In the final years of the Great Northern War, Charles XII of Sweden initiated a second invasion of Norway in the fall of 1718. While Charles XII led his main army in an attack from the south at Fredrikshald, an army under General Carl Gustaf Armfeldt (or Armfelt) was sent into Trøndelag to seize Trondheim. Armfeldt advanced against Trondheim, which was defended by an army of 6,900 men under Vincens Budde. The Swedish forces were resisted both by Norwegian forces and by the people of the countryside, who bitterly recalled the previous Swedish occupation of Trøndelag. Provisions were not available, and the Norwegian winter set in. Although he reached the city and laid siege, the strength of Kristiansten Fortress and other fortifications was such that he chose to retreat toward Verdal. Charles XII issued a sharp rebuke and ordered Armfeldt to take Trondheim. Although Armfeldt's forces surrounded Trondheim, Budde's forces were able to keep him at bay. Camping in the open and poorly fed, many of Armfeldt's troops fell ill and his capable forces were reduced to 4,000 men. When Charles XII was killed in December by a bullet at Fredriksten Fortress, Armfeldt's forces retreated to Sweden. On their way back across the mountains, almost the entire army was lost, mostly because of snow, cold temperature and a strong blizzard; the retreat has been likened to Napoleon’s from Moscow for the severity of casualties.

==The 20th century==

Gun salute on December 4, 2005 celebrating Prince Sverre Magnus of Norway who was born the previous day

The Norwegian war flag with the badge denoting the union with Sweden was hauled down on 9 June 1905, and the "pure" war flag was hoisted instead, with full military honours and gun salutes for both flags. On 18 November 1905 a twenty-one gun salute was again fired from Kristiansten Fortress to proclaim the election of Prince Carl of Denmark as the new King of Norway under the name of Haakon VII of Norway. The flag of union with Sweden was hauled down and the Flag of Norway hoisted.
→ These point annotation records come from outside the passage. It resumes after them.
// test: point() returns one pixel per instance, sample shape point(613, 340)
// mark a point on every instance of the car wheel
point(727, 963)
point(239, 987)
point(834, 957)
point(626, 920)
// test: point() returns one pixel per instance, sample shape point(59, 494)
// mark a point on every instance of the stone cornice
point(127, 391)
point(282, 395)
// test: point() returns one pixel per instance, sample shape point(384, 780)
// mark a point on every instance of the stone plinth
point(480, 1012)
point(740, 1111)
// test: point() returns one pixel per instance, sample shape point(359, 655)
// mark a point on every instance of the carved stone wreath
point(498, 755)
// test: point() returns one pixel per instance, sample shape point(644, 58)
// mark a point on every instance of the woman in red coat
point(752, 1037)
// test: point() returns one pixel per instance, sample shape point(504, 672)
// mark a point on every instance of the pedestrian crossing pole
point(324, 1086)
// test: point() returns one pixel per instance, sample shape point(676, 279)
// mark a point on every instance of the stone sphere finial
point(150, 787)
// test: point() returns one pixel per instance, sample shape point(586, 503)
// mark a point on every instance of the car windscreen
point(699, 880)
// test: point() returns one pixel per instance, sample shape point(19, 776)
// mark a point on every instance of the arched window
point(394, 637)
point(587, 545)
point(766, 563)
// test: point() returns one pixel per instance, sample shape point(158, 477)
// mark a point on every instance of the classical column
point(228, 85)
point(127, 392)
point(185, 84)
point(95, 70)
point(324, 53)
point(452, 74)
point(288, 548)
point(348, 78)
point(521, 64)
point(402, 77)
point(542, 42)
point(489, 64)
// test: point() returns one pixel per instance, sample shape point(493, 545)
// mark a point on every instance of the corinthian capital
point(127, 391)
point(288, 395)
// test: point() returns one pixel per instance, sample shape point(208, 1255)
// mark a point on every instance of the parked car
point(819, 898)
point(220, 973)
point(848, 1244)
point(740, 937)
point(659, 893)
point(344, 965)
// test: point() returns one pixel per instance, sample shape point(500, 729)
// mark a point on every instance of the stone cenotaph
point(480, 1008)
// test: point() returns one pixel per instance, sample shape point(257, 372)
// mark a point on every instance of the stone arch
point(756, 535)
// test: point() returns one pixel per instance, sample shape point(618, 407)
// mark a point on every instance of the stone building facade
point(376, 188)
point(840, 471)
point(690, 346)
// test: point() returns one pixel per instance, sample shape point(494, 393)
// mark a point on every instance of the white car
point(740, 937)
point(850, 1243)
During German occupation of Norway in World War II the Nazis executed a number of Norwegian patriots at Kristiansten.

The fortress was the official place of execution of convicted and condemned traitors and war criminals following the legal purge in Norway after World War II. The notorious Henry Rinnan was executed here on 1 February 1947, and nine of his followers afterwards, eight of them on the same day in 1947.

==View==
From this fortress you can see "strandlinja"; a topographical line along the hills of the Bymarka which was formerly beaches and sea cliffs. The "line" can be seen stretching out in the hills around Trondheim, but is best seen from the fortress, towards Byåsen.